UNE LOCALISATION STRATÉGIQUE
La position privilégiée des Pays-Bas sur le continent est indissociable du fait qu’ils sont nichés au coeur de la mégalopole européenne. Centrée sur l’Europe rhénane, cette zone est le poumon économique de l’Union. Les Pays-Bas y sont reliés par leur réseau fluvial qui se poursuit chez ses voisins belges et allemands (Rhin, Meuse, Escaut, etc.). Le littoral du pays, la Northern Range, est de plus situé sur la principale interface maritime de l’Europe (et la deuxième mondiale). Entre Le Havre et Hambourg, cette côte regroupe les principaux ports européens. Cette position centrale est d’autant plus cruciale que les voisins des Néerlandais constituent aussi leurs grands clients (dans l’ordre l’Allemagne, le Royaume-Uni et la Belgique).
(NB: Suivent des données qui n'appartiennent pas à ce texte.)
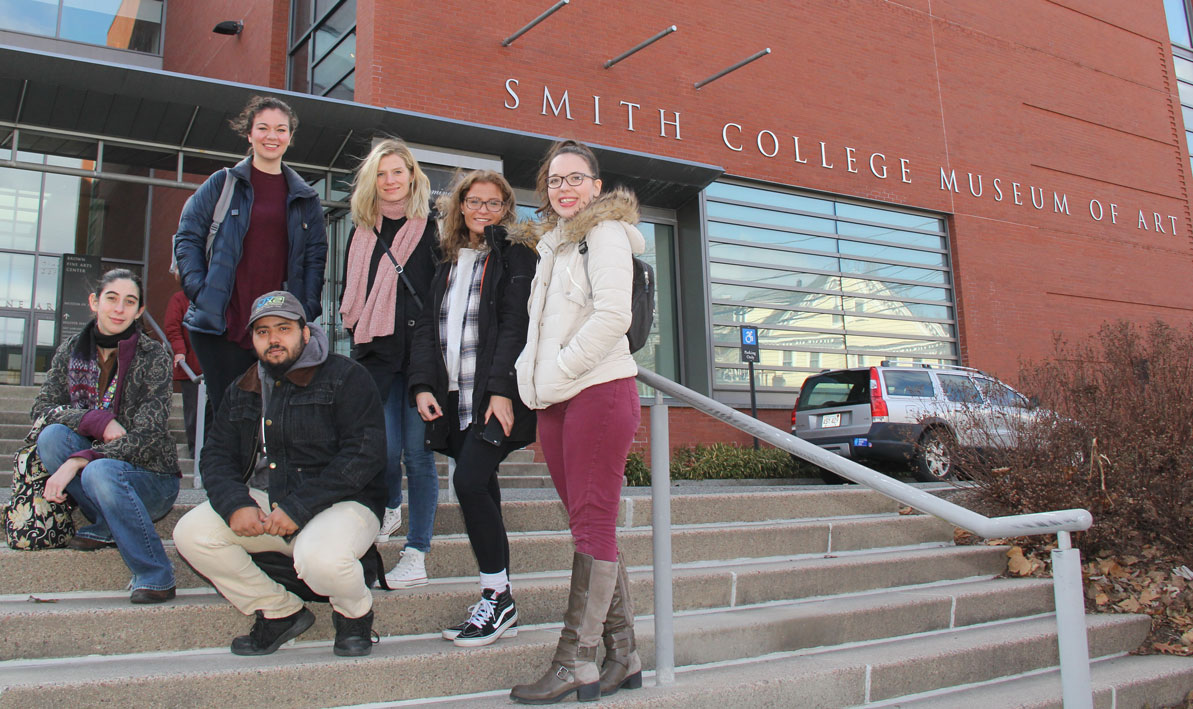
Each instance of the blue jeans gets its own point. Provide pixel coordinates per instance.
(122, 500)
(406, 441)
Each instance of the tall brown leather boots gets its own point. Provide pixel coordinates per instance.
(622, 667)
(574, 665)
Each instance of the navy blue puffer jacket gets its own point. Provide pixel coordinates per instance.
(208, 285)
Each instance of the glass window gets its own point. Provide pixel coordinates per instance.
(772, 236)
(1184, 68)
(959, 388)
(892, 253)
(47, 343)
(892, 235)
(323, 61)
(886, 216)
(1178, 23)
(1186, 92)
(773, 257)
(768, 217)
(896, 290)
(35, 17)
(16, 281)
(47, 295)
(1000, 394)
(334, 66)
(908, 383)
(768, 197)
(12, 345)
(892, 270)
(19, 190)
(123, 24)
(60, 213)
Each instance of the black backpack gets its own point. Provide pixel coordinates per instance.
(642, 301)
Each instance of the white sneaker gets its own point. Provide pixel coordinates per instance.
(410, 571)
(389, 523)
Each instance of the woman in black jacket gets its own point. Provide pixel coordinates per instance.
(383, 295)
(462, 375)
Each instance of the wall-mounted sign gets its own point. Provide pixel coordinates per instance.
(80, 273)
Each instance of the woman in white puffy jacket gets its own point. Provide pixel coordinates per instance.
(578, 371)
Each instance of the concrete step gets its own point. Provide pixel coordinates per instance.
(1120, 682)
(80, 623)
(687, 509)
(932, 649)
(865, 676)
(451, 555)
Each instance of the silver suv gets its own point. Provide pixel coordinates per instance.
(909, 413)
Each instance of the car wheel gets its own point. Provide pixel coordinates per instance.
(933, 458)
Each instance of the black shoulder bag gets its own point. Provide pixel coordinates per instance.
(400, 270)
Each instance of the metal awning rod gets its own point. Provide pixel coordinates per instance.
(554, 8)
(733, 68)
(640, 47)
(166, 148)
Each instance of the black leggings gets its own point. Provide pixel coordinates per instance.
(222, 362)
(477, 491)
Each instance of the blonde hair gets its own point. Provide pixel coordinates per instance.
(364, 184)
(453, 235)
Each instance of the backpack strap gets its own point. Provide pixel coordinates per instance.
(221, 210)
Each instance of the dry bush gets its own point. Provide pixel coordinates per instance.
(1113, 433)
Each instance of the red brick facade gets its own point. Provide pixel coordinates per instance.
(1071, 104)
(1049, 131)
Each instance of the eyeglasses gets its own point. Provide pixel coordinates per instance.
(476, 203)
(574, 179)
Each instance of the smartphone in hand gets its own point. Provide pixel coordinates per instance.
(493, 432)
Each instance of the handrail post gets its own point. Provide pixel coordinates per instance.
(201, 419)
(660, 519)
(1073, 645)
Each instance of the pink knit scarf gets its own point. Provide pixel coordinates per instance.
(370, 315)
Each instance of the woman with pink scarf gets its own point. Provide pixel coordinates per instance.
(388, 270)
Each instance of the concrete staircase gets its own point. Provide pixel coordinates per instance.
(784, 597)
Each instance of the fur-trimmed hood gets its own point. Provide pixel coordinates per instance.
(617, 204)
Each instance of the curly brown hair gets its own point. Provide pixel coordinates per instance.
(243, 123)
(453, 235)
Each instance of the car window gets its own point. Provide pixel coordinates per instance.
(908, 383)
(1000, 394)
(959, 388)
(839, 388)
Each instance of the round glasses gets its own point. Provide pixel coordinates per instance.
(476, 203)
(574, 179)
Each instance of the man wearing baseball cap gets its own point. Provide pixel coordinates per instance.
(295, 463)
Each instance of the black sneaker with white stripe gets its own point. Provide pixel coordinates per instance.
(493, 616)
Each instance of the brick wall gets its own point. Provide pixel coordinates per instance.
(1071, 104)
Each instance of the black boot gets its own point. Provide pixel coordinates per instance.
(270, 634)
(353, 636)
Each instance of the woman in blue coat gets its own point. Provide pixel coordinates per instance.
(272, 238)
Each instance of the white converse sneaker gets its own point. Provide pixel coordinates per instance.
(389, 524)
(410, 571)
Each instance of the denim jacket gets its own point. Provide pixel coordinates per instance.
(325, 433)
(208, 284)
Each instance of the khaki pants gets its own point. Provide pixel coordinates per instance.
(326, 554)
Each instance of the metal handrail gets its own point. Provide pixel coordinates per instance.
(1069, 598)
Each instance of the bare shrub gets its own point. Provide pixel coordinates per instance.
(1113, 433)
Depuis le Moyen Âge, la région qui deviendra les Pays-Bas est un territoire prospère lié au commerce hanséatique. Les persécutions dans le reste du continent poussent de nombreux protestants et juifs à s’installer dans un État réputé pour sa tolérance religieuse. Le développement économique attire également des marchands venus de toute l’Europe. À partir du XVIIe siècle, grâce à une marine puissante et à des compagnies marchandes devenues des multinationales, le royaume conquiert un immense empire colonial. Les Néerlandais ont alors la main sur une grande partie du commerce international et organisent la naissance d’un véritable capitalisme moderne qui permettra l’enrichissement du pays. Ils sont également à l’origine de l’une des premières phases de la mondialisation, se plaçant déjà comme la plate-forme logistique la plus importante de l’Europe pour le commerce colonial. Malgré un déclin progressif au profit des autres puissances européennes, les Pays-Bas ont su conserver leur position dans les échanges mondiaux jusqu’à nos jours. Conscientes de l’importance du système logistique de leur pays, les autorités ont, au cours des XIXe et XXe siècles, réalisé de grands travaux d’assainissement et d’amélioration des voies de communication sur un territoire pourtant marqué par les contraintes géographiques. Par la nature de leur économie, les Pays-Bas sont liés à la globalisation et au commerce international. Leur sensibilité aux aléas et aux crises est donc forte. La crise sanitaire mondiale, qui a entraîné le ralentissement des échanges, le démontre.